The school was destroyed by fire 17 years ago and six years ago the Government began building a new school, but the project was halted.
The school building is 70 per cent completed. A resident said he saw people removing materials from inside the building.
At the site yesterday, there was a station diary on a table in front of the building with a log book, but no security officer.
Loads of sand, reels of mesh wire, bags of cement, toilet fixtures, water tanks and tools laid waste inside the building.
Vice president of the Parent Teachers’ Association (PTA) Camile Gobin recalled that in 2003 a bush fire partially destroyed the school.
The pupils were housed at a temple next to the school for about a year while the ministry reconstructed one of the school wings which was partially burnt.
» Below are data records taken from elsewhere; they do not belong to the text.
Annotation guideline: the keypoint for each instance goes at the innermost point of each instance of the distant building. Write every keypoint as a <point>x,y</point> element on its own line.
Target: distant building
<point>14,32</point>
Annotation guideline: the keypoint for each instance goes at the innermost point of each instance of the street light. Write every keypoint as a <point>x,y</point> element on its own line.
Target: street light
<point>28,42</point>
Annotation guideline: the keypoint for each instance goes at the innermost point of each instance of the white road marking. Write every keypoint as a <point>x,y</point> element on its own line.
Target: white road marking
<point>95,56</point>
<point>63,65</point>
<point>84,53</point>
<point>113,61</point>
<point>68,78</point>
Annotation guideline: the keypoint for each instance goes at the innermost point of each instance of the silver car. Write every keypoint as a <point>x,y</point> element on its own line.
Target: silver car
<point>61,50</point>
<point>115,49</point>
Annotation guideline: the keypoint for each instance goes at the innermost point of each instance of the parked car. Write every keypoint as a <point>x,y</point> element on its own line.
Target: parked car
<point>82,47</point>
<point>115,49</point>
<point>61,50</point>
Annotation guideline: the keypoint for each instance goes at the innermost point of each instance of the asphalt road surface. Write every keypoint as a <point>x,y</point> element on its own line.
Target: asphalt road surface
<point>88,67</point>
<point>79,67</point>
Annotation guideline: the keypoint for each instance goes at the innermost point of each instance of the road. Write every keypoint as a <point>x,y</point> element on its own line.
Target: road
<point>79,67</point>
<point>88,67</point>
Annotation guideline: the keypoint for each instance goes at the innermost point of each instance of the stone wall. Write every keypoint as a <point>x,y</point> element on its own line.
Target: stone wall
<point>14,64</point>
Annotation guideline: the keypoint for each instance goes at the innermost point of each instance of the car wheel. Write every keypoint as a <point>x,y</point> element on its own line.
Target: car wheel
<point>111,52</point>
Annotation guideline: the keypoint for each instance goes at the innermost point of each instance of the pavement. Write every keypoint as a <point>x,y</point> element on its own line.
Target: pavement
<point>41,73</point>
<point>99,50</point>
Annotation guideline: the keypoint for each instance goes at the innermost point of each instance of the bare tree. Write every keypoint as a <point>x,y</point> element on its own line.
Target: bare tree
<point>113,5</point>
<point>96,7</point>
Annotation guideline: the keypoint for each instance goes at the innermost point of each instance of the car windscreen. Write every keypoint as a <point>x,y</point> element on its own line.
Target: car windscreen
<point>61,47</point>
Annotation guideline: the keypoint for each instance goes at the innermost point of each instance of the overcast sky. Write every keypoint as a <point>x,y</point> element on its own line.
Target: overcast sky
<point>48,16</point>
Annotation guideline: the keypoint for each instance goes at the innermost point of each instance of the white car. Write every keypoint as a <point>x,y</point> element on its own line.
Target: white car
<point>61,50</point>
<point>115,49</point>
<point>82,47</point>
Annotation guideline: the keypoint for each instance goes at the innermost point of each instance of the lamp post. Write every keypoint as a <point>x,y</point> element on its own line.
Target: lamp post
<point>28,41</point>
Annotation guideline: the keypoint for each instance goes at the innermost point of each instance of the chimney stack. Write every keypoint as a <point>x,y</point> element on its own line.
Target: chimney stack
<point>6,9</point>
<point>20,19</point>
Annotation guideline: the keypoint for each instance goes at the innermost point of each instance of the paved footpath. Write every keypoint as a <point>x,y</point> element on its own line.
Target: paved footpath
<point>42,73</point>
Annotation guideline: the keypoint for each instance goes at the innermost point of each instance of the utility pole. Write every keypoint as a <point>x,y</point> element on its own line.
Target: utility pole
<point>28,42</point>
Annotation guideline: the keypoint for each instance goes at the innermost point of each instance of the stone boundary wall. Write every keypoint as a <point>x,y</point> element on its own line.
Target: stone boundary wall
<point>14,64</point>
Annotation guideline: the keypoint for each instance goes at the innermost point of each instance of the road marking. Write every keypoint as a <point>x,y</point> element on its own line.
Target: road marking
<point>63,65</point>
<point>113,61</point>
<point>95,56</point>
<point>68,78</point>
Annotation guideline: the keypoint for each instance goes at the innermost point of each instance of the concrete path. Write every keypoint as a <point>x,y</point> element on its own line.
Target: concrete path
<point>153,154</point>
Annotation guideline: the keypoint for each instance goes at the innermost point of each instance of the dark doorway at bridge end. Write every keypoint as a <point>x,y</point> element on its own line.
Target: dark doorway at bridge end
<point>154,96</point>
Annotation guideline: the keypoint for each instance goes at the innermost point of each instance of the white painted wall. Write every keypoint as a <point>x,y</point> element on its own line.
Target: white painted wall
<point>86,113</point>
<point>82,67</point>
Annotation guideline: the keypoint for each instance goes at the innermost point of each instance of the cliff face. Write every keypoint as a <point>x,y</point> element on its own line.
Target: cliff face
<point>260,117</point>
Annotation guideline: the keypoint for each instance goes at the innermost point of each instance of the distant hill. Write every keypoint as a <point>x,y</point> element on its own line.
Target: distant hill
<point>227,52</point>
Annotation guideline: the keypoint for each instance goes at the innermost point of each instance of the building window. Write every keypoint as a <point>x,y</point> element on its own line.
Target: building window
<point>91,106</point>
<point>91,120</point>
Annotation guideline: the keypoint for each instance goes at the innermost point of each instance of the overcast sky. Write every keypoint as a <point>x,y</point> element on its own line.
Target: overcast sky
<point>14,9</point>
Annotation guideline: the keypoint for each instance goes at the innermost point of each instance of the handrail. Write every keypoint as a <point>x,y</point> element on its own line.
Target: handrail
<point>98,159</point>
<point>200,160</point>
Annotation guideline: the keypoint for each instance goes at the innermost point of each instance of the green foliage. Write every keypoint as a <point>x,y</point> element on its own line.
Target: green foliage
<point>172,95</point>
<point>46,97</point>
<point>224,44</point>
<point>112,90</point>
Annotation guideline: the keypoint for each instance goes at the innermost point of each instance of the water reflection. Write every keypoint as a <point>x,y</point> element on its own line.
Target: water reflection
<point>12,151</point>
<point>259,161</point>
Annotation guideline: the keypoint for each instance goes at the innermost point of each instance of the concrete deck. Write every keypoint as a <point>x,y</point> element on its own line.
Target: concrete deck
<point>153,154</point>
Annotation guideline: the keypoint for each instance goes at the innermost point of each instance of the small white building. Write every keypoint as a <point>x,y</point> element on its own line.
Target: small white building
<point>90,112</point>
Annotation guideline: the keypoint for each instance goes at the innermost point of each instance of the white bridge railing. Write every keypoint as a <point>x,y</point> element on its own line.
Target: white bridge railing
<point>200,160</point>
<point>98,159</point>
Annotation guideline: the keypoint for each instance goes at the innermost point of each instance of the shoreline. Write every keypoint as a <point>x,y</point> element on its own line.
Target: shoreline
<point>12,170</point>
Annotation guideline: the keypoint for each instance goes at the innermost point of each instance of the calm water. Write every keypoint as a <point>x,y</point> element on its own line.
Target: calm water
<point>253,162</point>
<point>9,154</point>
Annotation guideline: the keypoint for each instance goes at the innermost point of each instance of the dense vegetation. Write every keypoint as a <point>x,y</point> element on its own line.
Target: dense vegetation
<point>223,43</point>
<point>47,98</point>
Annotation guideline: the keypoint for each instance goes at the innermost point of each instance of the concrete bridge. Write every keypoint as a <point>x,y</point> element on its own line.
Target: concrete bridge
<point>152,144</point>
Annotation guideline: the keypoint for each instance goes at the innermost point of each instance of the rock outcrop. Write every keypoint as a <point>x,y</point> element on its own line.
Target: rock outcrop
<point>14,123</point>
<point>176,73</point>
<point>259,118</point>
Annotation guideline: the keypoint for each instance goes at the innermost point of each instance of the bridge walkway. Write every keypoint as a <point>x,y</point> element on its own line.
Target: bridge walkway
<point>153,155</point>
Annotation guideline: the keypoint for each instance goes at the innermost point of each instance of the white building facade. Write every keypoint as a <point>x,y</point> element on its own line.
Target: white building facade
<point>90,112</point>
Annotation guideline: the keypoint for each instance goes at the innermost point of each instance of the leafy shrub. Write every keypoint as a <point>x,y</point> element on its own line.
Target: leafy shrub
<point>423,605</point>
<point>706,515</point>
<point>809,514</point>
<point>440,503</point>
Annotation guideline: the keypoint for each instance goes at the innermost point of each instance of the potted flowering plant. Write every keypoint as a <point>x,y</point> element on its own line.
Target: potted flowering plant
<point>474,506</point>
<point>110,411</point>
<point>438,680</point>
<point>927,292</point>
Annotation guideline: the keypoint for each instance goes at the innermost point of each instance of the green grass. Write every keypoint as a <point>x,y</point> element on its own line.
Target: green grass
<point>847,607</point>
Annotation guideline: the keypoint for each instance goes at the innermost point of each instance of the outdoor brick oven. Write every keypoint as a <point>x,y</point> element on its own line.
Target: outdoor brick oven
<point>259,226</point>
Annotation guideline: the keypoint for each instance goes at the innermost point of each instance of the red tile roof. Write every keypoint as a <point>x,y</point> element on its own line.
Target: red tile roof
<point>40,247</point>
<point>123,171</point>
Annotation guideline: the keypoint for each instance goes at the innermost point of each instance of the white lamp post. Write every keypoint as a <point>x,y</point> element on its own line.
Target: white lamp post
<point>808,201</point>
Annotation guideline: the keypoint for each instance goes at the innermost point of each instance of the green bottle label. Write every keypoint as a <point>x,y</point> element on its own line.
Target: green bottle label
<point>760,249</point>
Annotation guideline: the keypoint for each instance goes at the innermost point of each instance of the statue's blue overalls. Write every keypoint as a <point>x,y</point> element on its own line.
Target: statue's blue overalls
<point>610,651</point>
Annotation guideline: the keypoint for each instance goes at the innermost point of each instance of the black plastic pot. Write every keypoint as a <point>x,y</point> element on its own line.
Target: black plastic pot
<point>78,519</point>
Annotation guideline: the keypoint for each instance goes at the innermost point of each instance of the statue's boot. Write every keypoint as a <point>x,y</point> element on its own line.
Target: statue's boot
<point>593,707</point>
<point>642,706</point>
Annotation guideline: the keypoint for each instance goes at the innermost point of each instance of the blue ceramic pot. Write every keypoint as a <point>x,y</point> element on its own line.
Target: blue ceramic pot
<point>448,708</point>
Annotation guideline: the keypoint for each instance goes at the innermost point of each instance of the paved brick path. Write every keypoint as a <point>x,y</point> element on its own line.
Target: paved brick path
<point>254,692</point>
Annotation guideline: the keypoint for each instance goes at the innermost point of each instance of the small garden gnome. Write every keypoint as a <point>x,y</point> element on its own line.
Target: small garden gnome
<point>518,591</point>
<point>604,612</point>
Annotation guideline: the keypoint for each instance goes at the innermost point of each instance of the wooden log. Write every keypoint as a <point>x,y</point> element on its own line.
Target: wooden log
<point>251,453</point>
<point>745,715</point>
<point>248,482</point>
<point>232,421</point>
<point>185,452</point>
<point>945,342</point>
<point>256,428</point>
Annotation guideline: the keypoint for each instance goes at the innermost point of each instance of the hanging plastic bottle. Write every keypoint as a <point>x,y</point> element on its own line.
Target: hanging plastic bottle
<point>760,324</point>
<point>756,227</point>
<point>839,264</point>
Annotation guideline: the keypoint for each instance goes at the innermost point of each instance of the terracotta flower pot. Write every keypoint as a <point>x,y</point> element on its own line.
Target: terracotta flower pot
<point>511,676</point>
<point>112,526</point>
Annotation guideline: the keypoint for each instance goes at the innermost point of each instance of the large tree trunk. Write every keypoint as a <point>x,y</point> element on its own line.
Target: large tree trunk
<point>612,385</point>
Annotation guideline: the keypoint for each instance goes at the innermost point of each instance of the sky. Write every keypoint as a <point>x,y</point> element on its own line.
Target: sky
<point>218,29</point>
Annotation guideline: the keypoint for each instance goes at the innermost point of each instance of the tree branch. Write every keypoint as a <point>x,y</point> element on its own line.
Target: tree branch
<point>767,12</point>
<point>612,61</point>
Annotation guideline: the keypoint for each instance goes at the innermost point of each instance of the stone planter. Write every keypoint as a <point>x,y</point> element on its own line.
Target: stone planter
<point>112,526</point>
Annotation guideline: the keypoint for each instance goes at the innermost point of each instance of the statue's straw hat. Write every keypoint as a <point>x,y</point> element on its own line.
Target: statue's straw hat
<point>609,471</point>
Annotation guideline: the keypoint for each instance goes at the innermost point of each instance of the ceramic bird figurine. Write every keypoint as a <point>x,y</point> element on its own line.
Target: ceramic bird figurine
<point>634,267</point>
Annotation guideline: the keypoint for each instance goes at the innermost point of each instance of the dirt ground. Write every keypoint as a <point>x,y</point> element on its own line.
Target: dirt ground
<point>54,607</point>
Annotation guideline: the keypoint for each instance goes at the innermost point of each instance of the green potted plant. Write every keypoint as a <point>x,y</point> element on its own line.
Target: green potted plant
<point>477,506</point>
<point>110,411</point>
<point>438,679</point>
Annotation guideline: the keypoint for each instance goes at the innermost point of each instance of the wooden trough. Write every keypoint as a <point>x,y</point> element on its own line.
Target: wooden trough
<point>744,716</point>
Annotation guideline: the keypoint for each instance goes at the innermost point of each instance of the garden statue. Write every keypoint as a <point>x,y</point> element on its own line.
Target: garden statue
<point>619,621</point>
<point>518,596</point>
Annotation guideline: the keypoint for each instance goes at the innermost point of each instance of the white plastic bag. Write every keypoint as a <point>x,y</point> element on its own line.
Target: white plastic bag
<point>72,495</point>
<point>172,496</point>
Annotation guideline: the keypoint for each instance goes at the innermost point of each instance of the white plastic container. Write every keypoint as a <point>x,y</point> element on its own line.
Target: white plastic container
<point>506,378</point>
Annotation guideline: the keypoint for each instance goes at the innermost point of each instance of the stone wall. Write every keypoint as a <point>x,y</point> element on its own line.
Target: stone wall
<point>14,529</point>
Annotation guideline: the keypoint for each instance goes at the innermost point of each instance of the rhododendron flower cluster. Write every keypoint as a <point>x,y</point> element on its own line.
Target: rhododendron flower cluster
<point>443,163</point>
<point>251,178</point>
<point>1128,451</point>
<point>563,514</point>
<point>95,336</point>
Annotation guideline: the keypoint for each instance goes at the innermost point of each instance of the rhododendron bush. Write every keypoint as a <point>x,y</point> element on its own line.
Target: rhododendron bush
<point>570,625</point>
The ministry began constructing the school in 2013 and the pupils were relocated to the community centre.
The school was supposed to have been completed in 18 months.
Following protest action, Gobin said the PTA met with Garcia and Minister in the Ministry of Education Dr Lovell Francis and they were promised that the school would have been completed.
“...This year, 2019, they gave out a list for 27 schools (to be completed) and Rousillac is not on the list,” Gobin said.
Gobin said the community centre is still being used by the community for extra curricular activities and is unsanitary for the children.
Councillor Chandra Ramadharsingh said she was present when the contract was drawn up for use of the community centre for 18 months while the school was being constructed.
“From then to now nothing was done. In fact, according to the PTA we are actually squatting in the community centre because there is no contract that says we have extended time on it,” Ramadharsingh said.
She said the community has one of the largest village councils and women’s group which use the community centre for different events and programmes.
She said a pre- school was previously housed at the community centre. “Not only are the children being deprived, our whole community is at a standstill. We can’t do anything because everything we do is inconvenience for the children.”
Last week Friday at a press conference with Garcia and Planning and Development Minister Camille Robinson-Regis, Finance Minister Colm Imbert said Government will be going on the local market to raise $900 million to complete 27 schools. Upon the Government assuming office in 2015, he said there were 118 incomplete schools, most of them in disarray.
He said it would cost $2.8 billion to complete all those schools.